Validity of Markov Assumption

With explicit expressions like Eq. (7.59) and Eq. (7.61), one can now directly assess the validity of the Markov assumption (Assumption 2a above): ` the bath correlation function $C_{kl}(\tau)$ is strongly peaked around $\tau=0$ with a peak width $\delta \tau \ll \gamma^{-1}$, where $\gamma$ is a typical rate of change of $\tilde{\rho}(t')$.' For example, for $T=0$, $\gamma=2\pi \rho(\Omega)$, and within the model $\rho(\omega) = {2}\alpha \omega_c^{1-s} \omega^{s}e^{-{\omega}/{\omega_c}}$, Eq.(7.54), one has $\delta \tau \sim \omega_c^{-1}$, cf.
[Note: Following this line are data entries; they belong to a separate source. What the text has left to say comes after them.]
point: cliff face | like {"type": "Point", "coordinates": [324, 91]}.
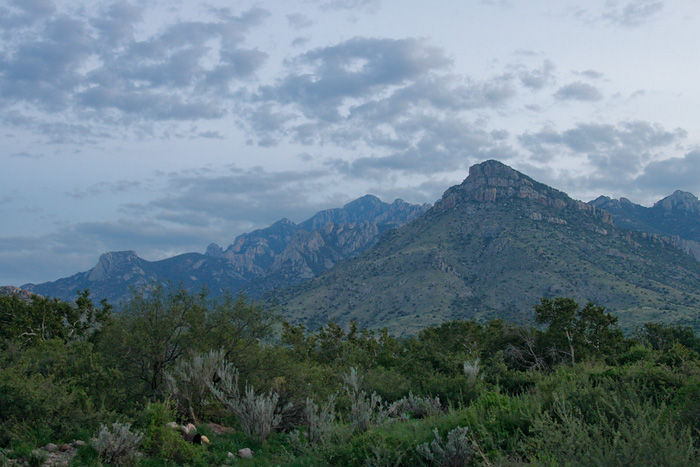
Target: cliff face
{"type": "Point", "coordinates": [492, 247]}
{"type": "Point", "coordinates": [676, 217]}
{"type": "Point", "coordinates": [493, 181]}
{"type": "Point", "coordinates": [287, 253]}
{"type": "Point", "coordinates": [279, 255]}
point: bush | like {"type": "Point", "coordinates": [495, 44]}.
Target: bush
{"type": "Point", "coordinates": [320, 420]}
{"type": "Point", "coordinates": [187, 382]}
{"type": "Point", "coordinates": [117, 446]}
{"type": "Point", "coordinates": [457, 451]}
{"type": "Point", "coordinates": [161, 441]}
{"type": "Point", "coordinates": [365, 411]}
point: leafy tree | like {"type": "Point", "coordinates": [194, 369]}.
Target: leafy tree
{"type": "Point", "coordinates": [154, 332]}
{"type": "Point", "coordinates": [41, 318]}
{"type": "Point", "coordinates": [236, 325]}
{"type": "Point", "coordinates": [572, 330]}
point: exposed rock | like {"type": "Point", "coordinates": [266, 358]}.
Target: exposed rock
{"type": "Point", "coordinates": [20, 293]}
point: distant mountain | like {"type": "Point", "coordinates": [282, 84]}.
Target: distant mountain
{"type": "Point", "coordinates": [676, 216]}
{"type": "Point", "coordinates": [118, 273]}
{"type": "Point", "coordinates": [20, 293]}
{"type": "Point", "coordinates": [280, 255]}
{"type": "Point", "coordinates": [491, 248]}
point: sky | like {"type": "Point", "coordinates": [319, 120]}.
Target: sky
{"type": "Point", "coordinates": [162, 126]}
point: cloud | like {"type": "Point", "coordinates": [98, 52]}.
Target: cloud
{"type": "Point", "coordinates": [538, 78]}
{"type": "Point", "coordinates": [94, 68]}
{"type": "Point", "coordinates": [632, 14]}
{"type": "Point", "coordinates": [121, 186]}
{"type": "Point", "coordinates": [615, 157]}
{"type": "Point", "coordinates": [676, 173]}
{"type": "Point", "coordinates": [299, 21]}
{"type": "Point", "coordinates": [26, 155]}
{"type": "Point", "coordinates": [21, 13]}
{"type": "Point", "coordinates": [393, 97]}
{"type": "Point", "coordinates": [240, 197]}
{"type": "Point", "coordinates": [591, 74]}
{"type": "Point", "coordinates": [578, 91]}
{"type": "Point", "coordinates": [368, 6]}
{"type": "Point", "coordinates": [625, 145]}
{"type": "Point", "coordinates": [328, 77]}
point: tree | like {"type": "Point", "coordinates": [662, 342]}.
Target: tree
{"type": "Point", "coordinates": [41, 318]}
{"type": "Point", "coordinates": [154, 332]}
{"type": "Point", "coordinates": [237, 325]}
{"type": "Point", "coordinates": [588, 330]}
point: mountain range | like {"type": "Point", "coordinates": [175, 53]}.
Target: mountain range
{"type": "Point", "coordinates": [490, 247]}
{"type": "Point", "coordinates": [280, 255]}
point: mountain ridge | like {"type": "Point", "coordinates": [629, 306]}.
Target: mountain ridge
{"type": "Point", "coordinates": [492, 247]}
{"type": "Point", "coordinates": [283, 253]}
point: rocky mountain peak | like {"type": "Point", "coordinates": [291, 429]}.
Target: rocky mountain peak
{"type": "Point", "coordinates": [214, 250]}
{"type": "Point", "coordinates": [493, 180]}
{"type": "Point", "coordinates": [112, 263]}
{"type": "Point", "coordinates": [679, 201]}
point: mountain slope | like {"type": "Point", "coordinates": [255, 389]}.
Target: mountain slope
{"type": "Point", "coordinates": [676, 216]}
{"type": "Point", "coordinates": [492, 247]}
{"type": "Point", "coordinates": [280, 255]}
{"type": "Point", "coordinates": [119, 272]}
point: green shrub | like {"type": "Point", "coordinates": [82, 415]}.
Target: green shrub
{"type": "Point", "coordinates": [118, 445]}
{"type": "Point", "coordinates": [457, 451]}
{"type": "Point", "coordinates": [162, 442]}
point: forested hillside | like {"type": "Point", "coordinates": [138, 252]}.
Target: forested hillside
{"type": "Point", "coordinates": [100, 389]}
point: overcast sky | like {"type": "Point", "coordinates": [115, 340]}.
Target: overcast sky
{"type": "Point", "coordinates": [163, 125]}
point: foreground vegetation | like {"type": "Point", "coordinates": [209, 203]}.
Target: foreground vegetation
{"type": "Point", "coordinates": [574, 391]}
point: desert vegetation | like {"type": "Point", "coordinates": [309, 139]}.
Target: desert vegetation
{"type": "Point", "coordinates": [573, 390]}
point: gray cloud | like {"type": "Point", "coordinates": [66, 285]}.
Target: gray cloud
{"type": "Point", "coordinates": [676, 173]}
{"type": "Point", "coordinates": [21, 13]}
{"type": "Point", "coordinates": [632, 14]}
{"type": "Point", "coordinates": [591, 74]}
{"type": "Point", "coordinates": [538, 78]}
{"type": "Point", "coordinates": [622, 157]}
{"type": "Point", "coordinates": [95, 69]}
{"type": "Point", "coordinates": [27, 155]}
{"type": "Point", "coordinates": [121, 186]}
{"type": "Point", "coordinates": [251, 197]}
{"type": "Point", "coordinates": [579, 91]}
{"type": "Point", "coordinates": [624, 146]}
{"type": "Point", "coordinates": [299, 21]}
{"type": "Point", "coordinates": [353, 69]}
{"type": "Point", "coordinates": [368, 6]}
{"type": "Point", "coordinates": [395, 96]}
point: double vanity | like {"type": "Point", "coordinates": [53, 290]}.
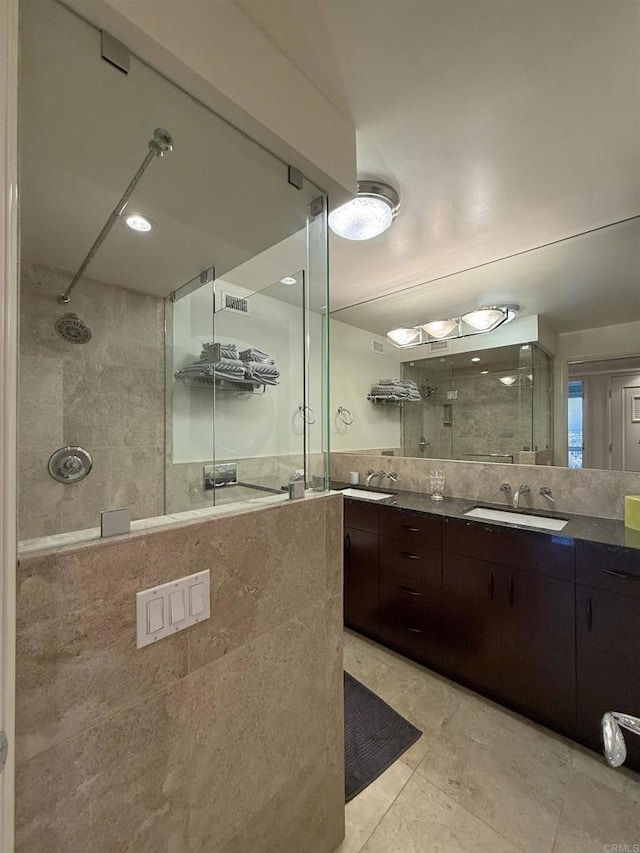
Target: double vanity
{"type": "Point", "coordinates": [544, 621]}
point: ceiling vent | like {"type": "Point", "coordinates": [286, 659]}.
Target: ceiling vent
{"type": "Point", "coordinates": [233, 303]}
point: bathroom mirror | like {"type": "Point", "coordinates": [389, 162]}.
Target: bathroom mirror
{"type": "Point", "coordinates": [579, 316]}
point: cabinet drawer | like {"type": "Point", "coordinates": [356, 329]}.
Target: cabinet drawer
{"type": "Point", "coordinates": [609, 568]}
{"type": "Point", "coordinates": [545, 555]}
{"type": "Point", "coordinates": [409, 526]}
{"type": "Point", "coordinates": [412, 561]}
{"type": "Point", "coordinates": [360, 515]}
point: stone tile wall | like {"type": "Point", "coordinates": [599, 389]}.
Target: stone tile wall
{"type": "Point", "coordinates": [588, 492]}
{"type": "Point", "coordinates": [225, 738]}
{"type": "Point", "coordinates": [106, 395]}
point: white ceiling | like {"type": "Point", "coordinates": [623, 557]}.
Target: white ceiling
{"type": "Point", "coordinates": [505, 125]}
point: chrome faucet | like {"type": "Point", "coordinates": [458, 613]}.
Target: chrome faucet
{"type": "Point", "coordinates": [371, 474]}
{"type": "Point", "coordinates": [523, 490]}
{"type": "Point", "coordinates": [545, 491]}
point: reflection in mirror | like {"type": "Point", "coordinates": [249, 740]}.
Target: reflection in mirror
{"type": "Point", "coordinates": [604, 414]}
{"type": "Point", "coordinates": [579, 302]}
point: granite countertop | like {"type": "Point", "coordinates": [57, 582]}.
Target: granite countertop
{"type": "Point", "coordinates": [587, 528]}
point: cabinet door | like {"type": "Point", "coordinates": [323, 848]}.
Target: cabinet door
{"type": "Point", "coordinates": [472, 596]}
{"type": "Point", "coordinates": [411, 598]}
{"type": "Point", "coordinates": [538, 647]}
{"type": "Point", "coordinates": [608, 639]}
{"type": "Point", "coordinates": [361, 580]}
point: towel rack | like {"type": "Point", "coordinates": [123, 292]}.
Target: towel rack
{"type": "Point", "coordinates": [345, 416]}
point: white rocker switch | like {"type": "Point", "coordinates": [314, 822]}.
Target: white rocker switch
{"type": "Point", "coordinates": [196, 599]}
{"type": "Point", "coordinates": [176, 606]}
{"type": "Point", "coordinates": [162, 611]}
{"type": "Point", "coordinates": [155, 615]}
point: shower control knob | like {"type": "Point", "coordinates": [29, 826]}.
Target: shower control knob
{"type": "Point", "coordinates": [70, 464]}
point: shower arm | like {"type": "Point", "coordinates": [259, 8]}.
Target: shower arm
{"type": "Point", "coordinates": [158, 147]}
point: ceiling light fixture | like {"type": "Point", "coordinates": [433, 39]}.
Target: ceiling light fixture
{"type": "Point", "coordinates": [474, 322]}
{"type": "Point", "coordinates": [368, 214]}
{"type": "Point", "coordinates": [138, 222]}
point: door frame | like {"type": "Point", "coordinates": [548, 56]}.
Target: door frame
{"type": "Point", "coordinates": [8, 399]}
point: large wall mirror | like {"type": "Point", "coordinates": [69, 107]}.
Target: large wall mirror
{"type": "Point", "coordinates": [559, 384]}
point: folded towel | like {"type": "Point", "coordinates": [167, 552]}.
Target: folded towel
{"type": "Point", "coordinates": [253, 354]}
{"type": "Point", "coordinates": [209, 351]}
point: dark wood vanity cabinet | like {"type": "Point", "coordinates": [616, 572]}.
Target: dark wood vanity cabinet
{"type": "Point", "coordinates": [509, 621]}
{"type": "Point", "coordinates": [410, 574]}
{"type": "Point", "coordinates": [361, 588]}
{"type": "Point", "coordinates": [544, 626]}
{"type": "Point", "coordinates": [608, 640]}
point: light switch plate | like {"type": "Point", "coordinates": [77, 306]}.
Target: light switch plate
{"type": "Point", "coordinates": [189, 597]}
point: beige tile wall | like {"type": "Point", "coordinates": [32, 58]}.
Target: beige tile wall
{"type": "Point", "coordinates": [226, 738]}
{"type": "Point", "coordinates": [589, 492]}
{"type": "Point", "coordinates": [106, 395]}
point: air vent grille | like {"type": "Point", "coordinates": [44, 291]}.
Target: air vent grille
{"type": "Point", "coordinates": [236, 304]}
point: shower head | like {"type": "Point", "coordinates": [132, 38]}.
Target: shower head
{"type": "Point", "coordinates": [161, 143]}
{"type": "Point", "coordinates": [71, 328]}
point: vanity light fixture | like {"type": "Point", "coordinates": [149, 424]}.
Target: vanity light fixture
{"type": "Point", "coordinates": [138, 222]}
{"type": "Point", "coordinates": [368, 214]}
{"type": "Point", "coordinates": [474, 322]}
{"type": "Point", "coordinates": [440, 328]}
{"type": "Point", "coordinates": [404, 337]}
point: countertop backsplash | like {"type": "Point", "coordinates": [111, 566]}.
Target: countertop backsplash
{"type": "Point", "coordinates": [584, 492]}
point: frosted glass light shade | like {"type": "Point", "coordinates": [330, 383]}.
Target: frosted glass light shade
{"type": "Point", "coordinates": [484, 319]}
{"type": "Point", "coordinates": [440, 328]}
{"type": "Point", "coordinates": [402, 337]}
{"type": "Point", "coordinates": [361, 218]}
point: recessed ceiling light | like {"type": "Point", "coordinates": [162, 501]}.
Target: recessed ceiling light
{"type": "Point", "coordinates": [138, 222]}
{"type": "Point", "coordinates": [368, 215]}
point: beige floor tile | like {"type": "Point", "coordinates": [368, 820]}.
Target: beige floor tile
{"type": "Point", "coordinates": [424, 820]}
{"type": "Point", "coordinates": [597, 818]}
{"type": "Point", "coordinates": [365, 812]}
{"type": "Point", "coordinates": [499, 776]}
{"type": "Point", "coordinates": [425, 701]}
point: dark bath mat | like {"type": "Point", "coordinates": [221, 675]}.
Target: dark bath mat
{"type": "Point", "coordinates": [374, 736]}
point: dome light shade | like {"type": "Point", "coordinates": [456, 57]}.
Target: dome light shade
{"type": "Point", "coordinates": [368, 215]}
{"type": "Point", "coordinates": [440, 328]}
{"type": "Point", "coordinates": [403, 337]}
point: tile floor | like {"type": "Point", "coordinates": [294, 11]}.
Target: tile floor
{"type": "Point", "coordinates": [481, 778]}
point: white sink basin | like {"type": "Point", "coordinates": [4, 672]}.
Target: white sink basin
{"type": "Point", "coordinates": [522, 519]}
{"type": "Point", "coordinates": [367, 496]}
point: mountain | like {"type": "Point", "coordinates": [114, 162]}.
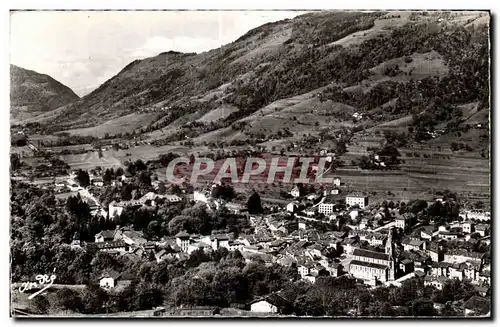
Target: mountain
{"type": "Point", "coordinates": [32, 93]}
{"type": "Point", "coordinates": [414, 73]}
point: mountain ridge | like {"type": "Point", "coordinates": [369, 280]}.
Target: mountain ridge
{"type": "Point", "coordinates": [33, 93]}
{"type": "Point", "coordinates": [355, 51]}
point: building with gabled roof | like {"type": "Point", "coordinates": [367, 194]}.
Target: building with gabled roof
{"type": "Point", "coordinates": [477, 306]}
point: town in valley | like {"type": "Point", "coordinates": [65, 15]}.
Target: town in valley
{"type": "Point", "coordinates": [398, 225]}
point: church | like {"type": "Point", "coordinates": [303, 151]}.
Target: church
{"type": "Point", "coordinates": [372, 265]}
Eq.(7.61). This would mean

$$\omega_c^{-1}4\pi \alpha \omega_c^{1-s} \Omega^{s}e^{-{\Omega}/{\omega_c}} \ll 1$$

$$4\pi \alpha \left(\Omega/\omega_c\right)^s e^{-{\Omega}/{\omega_c}} \ll 1,$$ (62)

which is fulfilled for large $\omega_c$ ( $\Omega/{\omega_c}\lesssim 1$), $s>0$, and small $\alpha$. The condition of small $\alpha$ is consistent with the Born approximation (perturbation theory in the coupling to the bath).